No, I'm off topic. You're not.
Actually, most people have no idea how much they use free and open source software. About 2/3 of the web is run on LAMP servers. L for Linux, A for Apache, M, for MySQL, and P for PHP (Perl or whatever). They are all open source. On top of that there are many first rate open source apps that run in that environment such as WordPress, MediaWiki, and I could go on.

I think if people realized this, they would be more receptive to open source and realize that it is not categorically second rate.
Yes and I enjoy tapping into that.
Steve you may have met your 'separated at birth' tech guy in Indigo.

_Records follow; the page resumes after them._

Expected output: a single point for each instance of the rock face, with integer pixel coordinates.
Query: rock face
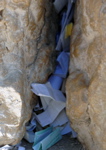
(86, 84)
(27, 33)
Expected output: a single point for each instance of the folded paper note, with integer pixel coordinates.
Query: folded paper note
(29, 136)
(55, 81)
(68, 30)
(59, 5)
(63, 63)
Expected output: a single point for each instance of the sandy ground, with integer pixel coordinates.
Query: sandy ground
(67, 143)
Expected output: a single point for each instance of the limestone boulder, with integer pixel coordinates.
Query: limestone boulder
(86, 84)
(27, 40)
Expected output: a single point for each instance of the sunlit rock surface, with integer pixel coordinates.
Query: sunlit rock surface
(27, 39)
(86, 84)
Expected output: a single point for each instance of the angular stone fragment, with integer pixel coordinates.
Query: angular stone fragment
(86, 84)
(27, 39)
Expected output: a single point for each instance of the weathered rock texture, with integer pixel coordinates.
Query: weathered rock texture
(86, 84)
(26, 47)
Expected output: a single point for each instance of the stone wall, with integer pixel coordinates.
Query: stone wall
(86, 84)
(27, 40)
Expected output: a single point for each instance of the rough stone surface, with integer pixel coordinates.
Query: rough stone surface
(86, 84)
(26, 47)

Ok, in this case, you answered that 5 techies were needed to support 3,500 machines on whatever cheap software they were running. You could just as well have said so in your post instead of saying NONE, based on one case. Yet, in another discussion, you assert that techies should be freed of "troubleshooting" by innovative teachers, so that the techies have more time to adapt to modern needs. So, it seems that not adding techies just pushes the job of troubleshooting onto the teachers (as it had been since the beginning), thereby limiting the innovations that can be discovered by the innovative teachers.

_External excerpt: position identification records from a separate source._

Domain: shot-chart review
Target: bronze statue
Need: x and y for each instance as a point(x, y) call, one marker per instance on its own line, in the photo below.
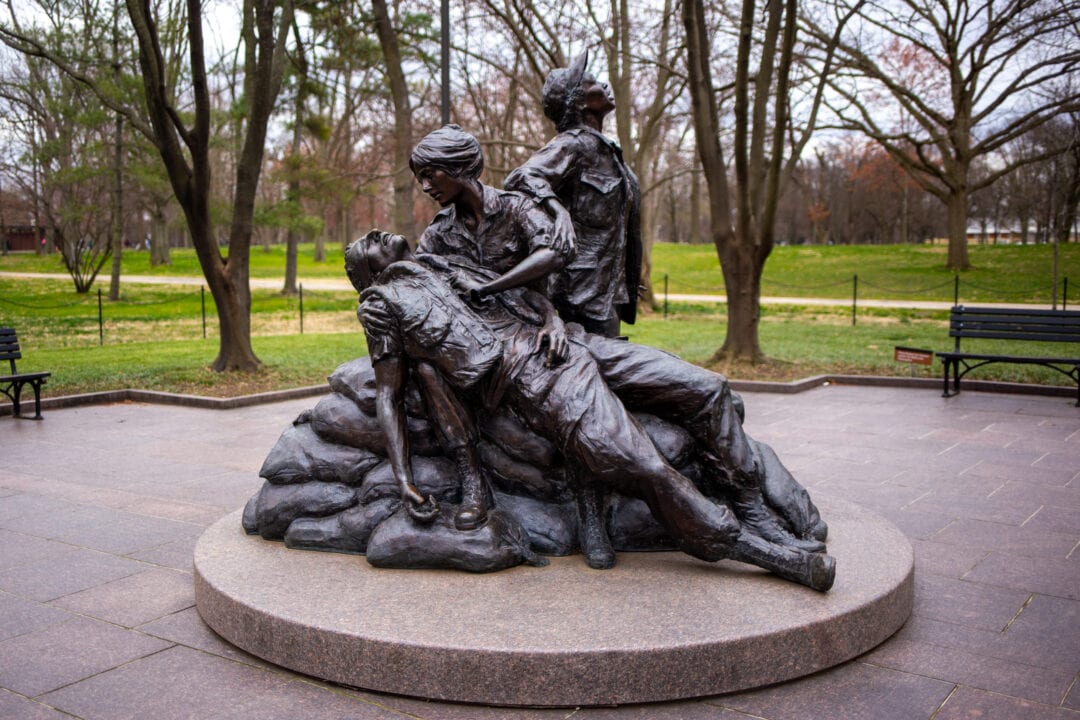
point(491, 352)
point(581, 178)
point(473, 378)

I get the sense that you are a person who is more accustomed to being listened to, than one who listens. You still have not provided any reason to follow your advice if the teacher wants to use software that does not run on your cheap system. You just seem to want to roll her over with a bulldozer of unrelated arguments.
The best OS is the one your teachers can utilize to make teaching and learning happen. Until you know your teachers can use it comfortably, it doesn't really matter which OS a school chooses.